Frequently Asked Questions
What is the difference between session state and workflow state in AI agents?
Session state is the conversational context within a single interaction — message history, user-expressed preferences, current variables in scope. Workflow state is the progress and status of a task — which steps have completed, what data has been produced, what’s next. Session state is scoped to an interaction and typically ephemeral. Workflow state is scoped to a task and must persist across sessions.
Why do most AI agents conflate session state and workflow state?
Most agents were built around the conversation thread as the primary state mechanism because it’s simple and sufficient for short tasks. The language model processes a sequence of messages, so storing everything there feels natural. The problem emerges when tasks get longer, involve multiple agents, or need to resume after interruption — none of which work well with session-only state.
How should workflow state be stored in an agentic system?

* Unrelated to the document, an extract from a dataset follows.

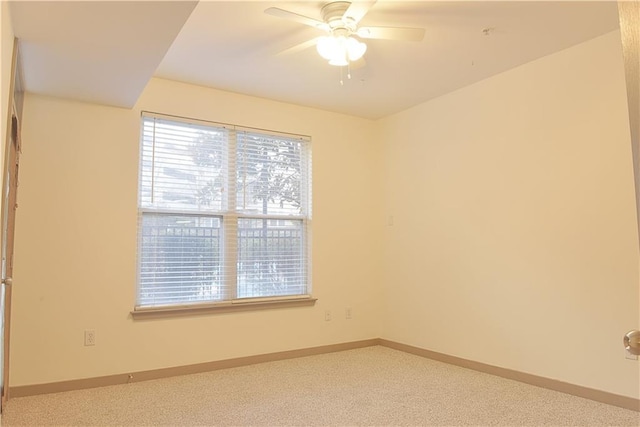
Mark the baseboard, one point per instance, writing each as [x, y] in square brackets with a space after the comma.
[80, 384]
[575, 390]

Workflow state should be stored in a persistent, structured store — a database, a job queue, or a dedicated state management system. It should use structured data (JSON or typed records) rather than natural language, be indexed by task ID rather than session ID, and be accessible to any agent in the system without requiring access to any particular conversation thread.
Can session state ever serve as workflow state?

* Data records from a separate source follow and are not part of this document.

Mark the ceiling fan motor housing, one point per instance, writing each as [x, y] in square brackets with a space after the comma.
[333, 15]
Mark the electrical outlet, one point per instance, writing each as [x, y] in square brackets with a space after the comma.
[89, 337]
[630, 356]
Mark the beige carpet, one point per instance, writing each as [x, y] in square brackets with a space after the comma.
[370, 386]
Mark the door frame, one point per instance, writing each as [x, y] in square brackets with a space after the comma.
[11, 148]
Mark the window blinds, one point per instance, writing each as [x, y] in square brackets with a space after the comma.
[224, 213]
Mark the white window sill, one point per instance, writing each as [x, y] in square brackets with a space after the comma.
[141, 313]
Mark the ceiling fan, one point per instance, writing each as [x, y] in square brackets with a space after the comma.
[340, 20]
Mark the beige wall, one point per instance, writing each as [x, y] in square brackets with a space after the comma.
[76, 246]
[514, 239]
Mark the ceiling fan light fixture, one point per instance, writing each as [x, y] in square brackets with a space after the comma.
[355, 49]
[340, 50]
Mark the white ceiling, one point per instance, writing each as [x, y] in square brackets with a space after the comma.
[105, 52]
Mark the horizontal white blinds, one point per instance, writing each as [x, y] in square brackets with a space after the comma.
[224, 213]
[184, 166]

For simple, short tasks that complete within a single session, the conversation thread is often enough. If a task is expected to complete in a few exchanges and doesn’t need to persist or resume, separate workflow state management may be unnecessary overhead. The distinction matters most for long-running tasks, multi-agent systems, and background agents that operate without a live user session.
What is an example of good workflow state design?

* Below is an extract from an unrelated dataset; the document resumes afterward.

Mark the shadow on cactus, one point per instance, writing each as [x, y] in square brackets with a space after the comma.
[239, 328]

A document approval workflow is a good example. The task states might be: draft_created, sent_for_review, changes_requested, approved, published. Each state transition is logged with a timestamp. Any agent involved in the workflow reads the current state to decide what to do, and updates the state when it completes its step. No agent needs to read another agent’s conversation history.
How does Claude Code manage state differently from a standard chatbot?
Claude Code maintains a working task plan that’s separate from the conversation thread. The conversation captures user instructions and feedback. The task plan captures what has been done, what’s pending, and what’s blocked. Persistent files like CLAUDE.md carry workflow context across sessions. This prevents task progress from being lost when sessions end and keeps the conversation thread from being polluted with internal bookkeeping.
Key Takeaways
- Session state tracks conversational context within a single interaction. It’s ephemeral and scoped to a session.
- Workflow state tracks task progress across steps, agents, and sessions. It needs to persist in a structured external store.
- Conflating the two causes context window pollution, broken task resumption, failed multi-agent handoffs, and difficult debugging.
- Good agent design keeps these concerns separate: structured workflow state in a persistent store, conversation history in a session store, with clear references between them.
- Platforms like MindStudio handle this separation architecturally — the workflow engine tracks task state independently of any user-facing conversation layer.
- For any task that spans more than a few exchanges or involves more than one agent, explicit workflow state management isn’t optional — it’s what makes the system reliable.
If you’re building agents that need to handle complex, multi-step work, the architecture decisions you make around state will determine whether they work in production or just in demos. Start by separating these two concerns early — it’s much harder to untangle them later.